Bleckblås eller träblås : En studie i emotionellt uttryck / Brass or woodwind : A study in emotional expression

Ljunggren, Oliver January 2016 (has links)
This is a study where I examine and compare the perceived emotional expression of brass instruments and reed instruments to investigate whether one group have an inherent tendency to better express a certain emotion than the other group. Based on scientifically proven methods, I have composed two musical pieces, where one of them represents the emotion of happiness and the other one represents the emotion of sadness. I have then written 5 arrangements per musical piece, where one of them consists of piano, two consists of solo instruments from each instrument group accompanied by piano, and two consists of a trio from each instrument group. This makes a total of 10 arrangements. These arrangements serve as audio examples in a web survey where I compare the two instrument groups based on how the audience perceive their emotional expression. A total of 36 people participated in the survey.
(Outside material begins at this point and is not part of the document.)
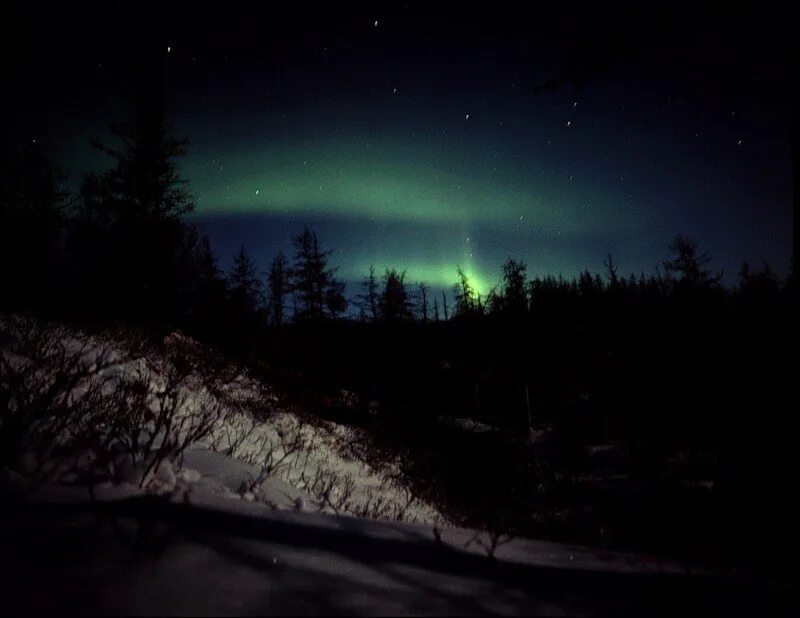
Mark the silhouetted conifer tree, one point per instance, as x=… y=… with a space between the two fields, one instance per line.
x=394 y=302
x=368 y=299
x=278 y=287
Regarding the emotion of happiness, 71 % of the participants felt that trumpet and piano was the solo instrument version that best expressed happiness while 18 % chose oboe and piano. 44 % chose the brass trio as the happiest version while 36 % felt that the reed trio best expressed happiness. When it came to the emotion of sadness, 19 % of the participants chose trumpet and piano as the saddest solo instrument version, while 72 % felt that oboe and piano sounded the saddest. 25 % chose the brass trio as the saddest version while 67 % chose the reed trio.